Figure 4.1 demonstrates the essential parts of any procedural macro. The macro is defined as a function that takes a syntax object (and optionally an environment), and returns a transformed syntax object. Syntax is created using the syntax form. The match_f function is used to decompose the input while the replace function is used to rebuild the output. Finally, make_macro is used to create a macro from a function. More interesting macros use additional API functions to take action based on the input. Figure 4.2 defines the key parts of the macro API, which we describe in the rest of this section.

  Syntax * or(Syntax * p) {
    Match * m = match_f(NULL, syntax (x, y), p);
    return replace(syntax
                     {({typeof(x) t = x; t ? t : y;});},
                   m, new_mark());
  }
  make_macro or;

Figure 4.1: Procedural macro version of or macro from Section 2.2.

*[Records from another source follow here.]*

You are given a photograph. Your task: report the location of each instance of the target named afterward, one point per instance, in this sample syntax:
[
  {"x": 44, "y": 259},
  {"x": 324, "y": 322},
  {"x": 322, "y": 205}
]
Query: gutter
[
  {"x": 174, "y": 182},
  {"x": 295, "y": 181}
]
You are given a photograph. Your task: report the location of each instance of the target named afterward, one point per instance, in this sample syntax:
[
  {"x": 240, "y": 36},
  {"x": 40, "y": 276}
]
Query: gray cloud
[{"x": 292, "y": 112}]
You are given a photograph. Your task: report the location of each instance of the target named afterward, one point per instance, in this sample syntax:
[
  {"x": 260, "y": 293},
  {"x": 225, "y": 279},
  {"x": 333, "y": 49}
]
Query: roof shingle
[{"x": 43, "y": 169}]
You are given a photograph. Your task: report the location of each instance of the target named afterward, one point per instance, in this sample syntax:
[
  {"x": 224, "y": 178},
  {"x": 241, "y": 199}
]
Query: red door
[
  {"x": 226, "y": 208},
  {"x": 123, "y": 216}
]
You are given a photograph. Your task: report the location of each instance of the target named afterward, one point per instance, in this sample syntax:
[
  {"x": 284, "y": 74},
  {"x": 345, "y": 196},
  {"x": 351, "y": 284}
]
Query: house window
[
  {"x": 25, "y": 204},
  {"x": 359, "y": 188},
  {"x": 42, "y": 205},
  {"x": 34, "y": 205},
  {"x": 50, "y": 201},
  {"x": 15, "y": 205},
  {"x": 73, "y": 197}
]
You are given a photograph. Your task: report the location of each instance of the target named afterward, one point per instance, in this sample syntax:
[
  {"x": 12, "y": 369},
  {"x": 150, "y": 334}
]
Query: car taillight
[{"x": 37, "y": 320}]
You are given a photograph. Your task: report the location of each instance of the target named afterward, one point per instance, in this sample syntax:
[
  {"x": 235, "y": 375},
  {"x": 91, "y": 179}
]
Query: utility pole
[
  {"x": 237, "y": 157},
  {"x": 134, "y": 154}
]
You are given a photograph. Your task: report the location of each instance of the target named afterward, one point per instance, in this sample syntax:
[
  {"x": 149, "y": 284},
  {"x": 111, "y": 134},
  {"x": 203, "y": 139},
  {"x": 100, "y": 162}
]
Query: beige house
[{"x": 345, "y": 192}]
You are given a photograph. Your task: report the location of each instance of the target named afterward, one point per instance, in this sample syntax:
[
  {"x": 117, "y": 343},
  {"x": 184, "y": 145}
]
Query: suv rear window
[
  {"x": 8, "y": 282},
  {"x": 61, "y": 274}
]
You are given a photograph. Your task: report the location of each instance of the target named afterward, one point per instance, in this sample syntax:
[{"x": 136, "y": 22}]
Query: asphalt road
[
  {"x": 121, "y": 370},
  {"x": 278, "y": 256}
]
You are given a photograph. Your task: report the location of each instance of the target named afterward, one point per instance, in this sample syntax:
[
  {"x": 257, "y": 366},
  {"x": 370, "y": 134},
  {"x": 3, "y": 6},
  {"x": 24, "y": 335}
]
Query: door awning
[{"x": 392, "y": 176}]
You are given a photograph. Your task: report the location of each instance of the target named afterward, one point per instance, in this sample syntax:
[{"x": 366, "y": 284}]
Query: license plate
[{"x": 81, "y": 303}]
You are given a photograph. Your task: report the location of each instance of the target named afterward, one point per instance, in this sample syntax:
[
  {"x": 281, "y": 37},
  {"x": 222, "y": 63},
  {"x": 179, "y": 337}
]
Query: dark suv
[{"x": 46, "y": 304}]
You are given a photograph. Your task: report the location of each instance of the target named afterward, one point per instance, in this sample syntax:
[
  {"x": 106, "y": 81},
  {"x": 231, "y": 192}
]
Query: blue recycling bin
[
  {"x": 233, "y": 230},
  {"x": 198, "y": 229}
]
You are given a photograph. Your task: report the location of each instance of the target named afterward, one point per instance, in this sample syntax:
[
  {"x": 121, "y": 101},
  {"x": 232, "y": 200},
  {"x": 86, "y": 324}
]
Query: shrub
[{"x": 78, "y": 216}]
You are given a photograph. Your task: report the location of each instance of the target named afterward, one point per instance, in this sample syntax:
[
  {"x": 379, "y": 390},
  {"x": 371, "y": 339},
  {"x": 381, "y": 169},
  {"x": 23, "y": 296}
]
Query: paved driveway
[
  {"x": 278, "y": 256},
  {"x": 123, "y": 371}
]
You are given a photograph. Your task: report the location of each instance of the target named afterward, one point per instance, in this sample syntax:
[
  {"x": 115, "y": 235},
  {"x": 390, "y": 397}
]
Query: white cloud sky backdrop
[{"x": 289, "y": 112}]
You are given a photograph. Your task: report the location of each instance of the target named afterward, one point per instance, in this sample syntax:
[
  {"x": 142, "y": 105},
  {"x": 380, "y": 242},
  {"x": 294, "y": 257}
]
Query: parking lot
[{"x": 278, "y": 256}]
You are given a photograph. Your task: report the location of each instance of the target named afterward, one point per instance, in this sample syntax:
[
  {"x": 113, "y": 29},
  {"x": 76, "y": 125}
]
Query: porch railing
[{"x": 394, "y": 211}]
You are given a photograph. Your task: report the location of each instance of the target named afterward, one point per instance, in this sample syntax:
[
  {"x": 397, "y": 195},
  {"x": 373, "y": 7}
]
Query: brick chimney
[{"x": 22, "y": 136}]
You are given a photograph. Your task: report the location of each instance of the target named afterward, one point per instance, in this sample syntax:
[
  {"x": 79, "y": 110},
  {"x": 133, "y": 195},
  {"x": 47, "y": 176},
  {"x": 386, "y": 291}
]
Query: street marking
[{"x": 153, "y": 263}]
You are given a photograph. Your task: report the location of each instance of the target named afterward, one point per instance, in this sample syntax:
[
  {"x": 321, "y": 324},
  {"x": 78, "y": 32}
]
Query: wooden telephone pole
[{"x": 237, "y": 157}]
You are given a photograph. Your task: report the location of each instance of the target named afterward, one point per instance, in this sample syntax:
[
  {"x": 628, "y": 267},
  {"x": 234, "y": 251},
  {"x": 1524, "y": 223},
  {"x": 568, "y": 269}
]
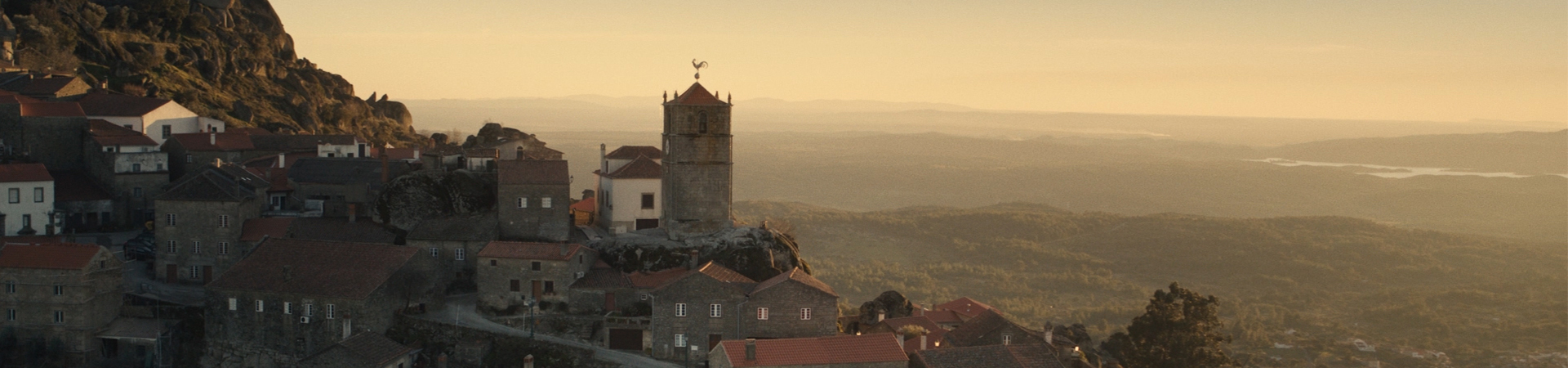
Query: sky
[{"x": 1435, "y": 61}]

Types: UnmarkedSyntax, Syntax, Match, and Mark

Syntax forms:
new_mark() — returns Mark *
syntax (...)|{...}|ID — returns UnmarkedSyntax *
raw_syntax (...) — returns UnmarkedSyntax *
make_macro ID [ID];

Callback functions:
Match * match_f(Match * prev, UnmarkedSyntax * pattern, Syntax * with)
Syntax * match_var(Match *, UnmarkedSyntax * var);
Syntax * replace(UnmarkedSyntax *, Match *, Mark *)
size_t ct_value(Syntax *, Environ *)

Figure 4.2: Basic macro API.

Syntax is created using the syntax and raw_syntax forms. The different forms create different types of code fragments. In most cases, the syntax {...} form can be used, such as when a code fragment is part of the resulting expansion; the braces will not be in the resulting syntax. If an explicit list is needed, for example, when passed to match_f as in Figure 4.1, then the syntax (...) form should be used (in which the commas are part of the syntax used to create the list). Neither of these forms create syntax directly, however; for example, syntax {x + y;} is first parsed as ("{}" "x + y;") before eventually becoming (plus x y). When it is necessary to create syntax directly, the syntax ID form can be used for simple identifiers. For more complicated fragments the raw_syntax form can be used in which the syntax is given in S-expression form.

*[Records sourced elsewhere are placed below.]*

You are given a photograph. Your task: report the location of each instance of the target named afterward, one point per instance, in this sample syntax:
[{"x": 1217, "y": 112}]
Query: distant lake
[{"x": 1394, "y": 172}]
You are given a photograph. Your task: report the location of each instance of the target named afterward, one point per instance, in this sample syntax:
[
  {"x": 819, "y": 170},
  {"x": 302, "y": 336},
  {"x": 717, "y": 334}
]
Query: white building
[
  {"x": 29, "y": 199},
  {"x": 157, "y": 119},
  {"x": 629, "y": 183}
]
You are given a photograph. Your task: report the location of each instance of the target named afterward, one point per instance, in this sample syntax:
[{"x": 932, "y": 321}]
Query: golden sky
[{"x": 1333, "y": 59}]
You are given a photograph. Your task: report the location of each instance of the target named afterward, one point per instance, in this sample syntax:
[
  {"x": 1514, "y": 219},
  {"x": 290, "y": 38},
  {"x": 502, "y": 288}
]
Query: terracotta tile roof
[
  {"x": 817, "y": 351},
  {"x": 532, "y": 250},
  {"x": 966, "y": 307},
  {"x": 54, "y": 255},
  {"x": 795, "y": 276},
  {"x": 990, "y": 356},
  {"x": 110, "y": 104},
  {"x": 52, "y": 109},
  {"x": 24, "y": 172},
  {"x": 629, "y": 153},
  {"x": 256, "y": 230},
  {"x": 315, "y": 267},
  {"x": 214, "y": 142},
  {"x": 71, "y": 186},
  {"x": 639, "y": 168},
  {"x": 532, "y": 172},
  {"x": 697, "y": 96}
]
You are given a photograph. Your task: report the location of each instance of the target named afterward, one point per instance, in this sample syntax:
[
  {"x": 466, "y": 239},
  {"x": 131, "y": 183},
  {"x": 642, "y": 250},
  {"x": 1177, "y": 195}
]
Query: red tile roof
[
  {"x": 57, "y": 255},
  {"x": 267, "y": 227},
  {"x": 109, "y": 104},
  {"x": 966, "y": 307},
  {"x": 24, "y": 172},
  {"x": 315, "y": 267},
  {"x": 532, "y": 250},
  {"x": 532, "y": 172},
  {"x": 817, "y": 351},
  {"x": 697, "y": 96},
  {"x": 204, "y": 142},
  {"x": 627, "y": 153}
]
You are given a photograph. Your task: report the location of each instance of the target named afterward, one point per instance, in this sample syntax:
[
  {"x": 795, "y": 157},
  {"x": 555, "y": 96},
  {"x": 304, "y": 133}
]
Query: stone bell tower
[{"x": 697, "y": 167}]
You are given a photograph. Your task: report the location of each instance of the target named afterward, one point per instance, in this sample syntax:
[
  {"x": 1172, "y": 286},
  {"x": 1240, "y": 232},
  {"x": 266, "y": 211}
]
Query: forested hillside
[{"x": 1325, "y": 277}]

The match_f function decomposes the input. It matches pattern variables (the second parameter) with the arguments of the macro (the third parameter). If it is successful, it prepends the results to prev (the first parameter) and returns the new list. If prev is NULL, then it is treated as an empty list. In the match pattern a _ can be used to mean “don’t care.”

The replace function is used to rebuild the output. It takes a syntax object (the first parameter, and generally created with syntax), replaces the pattern variables inside it with the values stored in the Match object (the second parameter), and returns a new Syntax object.

The final argument to replace is the mark, which is used to implement hygiene. A mark captures the lexical context at the point where it is created. Syntax objects created with syntax do not have any lexical information associated with them, and are thus unmarked (represented with the type UnmarkedSyntax). It is therefore necessary for replace to attach lexical information to the syntax object by using the mark created with the new_mark primitive (the third parameter to replace).

Match variables exist only inside the Match object. When it is necessary to access them directly, for example, to get a compile-time value, match_var can be used; it returns the variable as a Syntax object, or NULL if the match variable does not exist. If the compile-time value of a syntax object is needed, ct_value can be used, which will expand and parse the syntax object and return the value as an integer.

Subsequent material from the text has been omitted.